I have a data structure that consists of a collection, called "Polls." "Polls" has several documents that have randomly generated ID's. Within those documents, there is an additional collection set called "answers." Users vote on these polls, with the votes all written to the "answers" subcollection. I use the .runTransaction() method on the "answers" node, with the idea that this subscollection (for any given poll) is constantly being updated and written to by users.
I have been reading about social media structure for Firestore. However, I recently came across a new feature for Firestore, the "array_contains" query option.
While the post references above discusses a "following" feed for social media structure, I had a different idea in mind. I envision users writing (voting) to my main poll node, therefore creating another "following" node and also having users write to this node to update poll vote counts (using a cloud function) seems horribly inefficient since I would have to constantly be copying from the main node, where votes are being counted.

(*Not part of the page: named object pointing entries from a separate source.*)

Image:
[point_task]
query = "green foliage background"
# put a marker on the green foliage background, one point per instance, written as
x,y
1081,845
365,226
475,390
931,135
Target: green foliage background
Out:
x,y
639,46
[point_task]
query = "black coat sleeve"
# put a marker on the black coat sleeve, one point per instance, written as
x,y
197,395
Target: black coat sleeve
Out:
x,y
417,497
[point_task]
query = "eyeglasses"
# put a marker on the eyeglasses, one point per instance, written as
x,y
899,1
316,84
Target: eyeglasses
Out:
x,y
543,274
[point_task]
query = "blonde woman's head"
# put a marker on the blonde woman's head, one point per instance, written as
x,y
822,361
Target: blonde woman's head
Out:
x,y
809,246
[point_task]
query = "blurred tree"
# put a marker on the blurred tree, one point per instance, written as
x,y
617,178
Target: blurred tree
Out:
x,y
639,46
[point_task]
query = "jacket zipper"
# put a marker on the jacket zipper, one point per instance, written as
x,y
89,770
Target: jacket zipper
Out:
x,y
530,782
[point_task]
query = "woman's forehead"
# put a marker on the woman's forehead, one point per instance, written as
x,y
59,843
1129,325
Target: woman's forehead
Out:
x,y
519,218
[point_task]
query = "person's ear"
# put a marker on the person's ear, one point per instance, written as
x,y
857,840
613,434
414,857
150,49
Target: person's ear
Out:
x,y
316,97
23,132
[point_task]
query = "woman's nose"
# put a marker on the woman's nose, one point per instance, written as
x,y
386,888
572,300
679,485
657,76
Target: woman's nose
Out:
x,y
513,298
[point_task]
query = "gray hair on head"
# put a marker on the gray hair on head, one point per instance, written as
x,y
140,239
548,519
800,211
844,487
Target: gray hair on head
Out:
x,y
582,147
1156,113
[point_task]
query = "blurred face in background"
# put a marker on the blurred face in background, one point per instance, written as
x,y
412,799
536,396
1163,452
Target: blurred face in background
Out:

Would the "array_contains" query be another practical option for social media structure scalability? My thought is:
- If user A follows user B, write to a direct array child in my "Users" node called "followers."
- Before any poll is created by user B, user's B's device reads "followers" array from Firestore to gain a list of all users following and populates them in the client side, in an Array object
- Then, when user B writes a new poll, add that "followers" array to the poll, so each new poll from user B will have an array attached to it that contains all ID's of the users following.
What are the limitations on the "array_contains" query? Is it practical to have an array stored in Firebase that contains thousands of users / followers?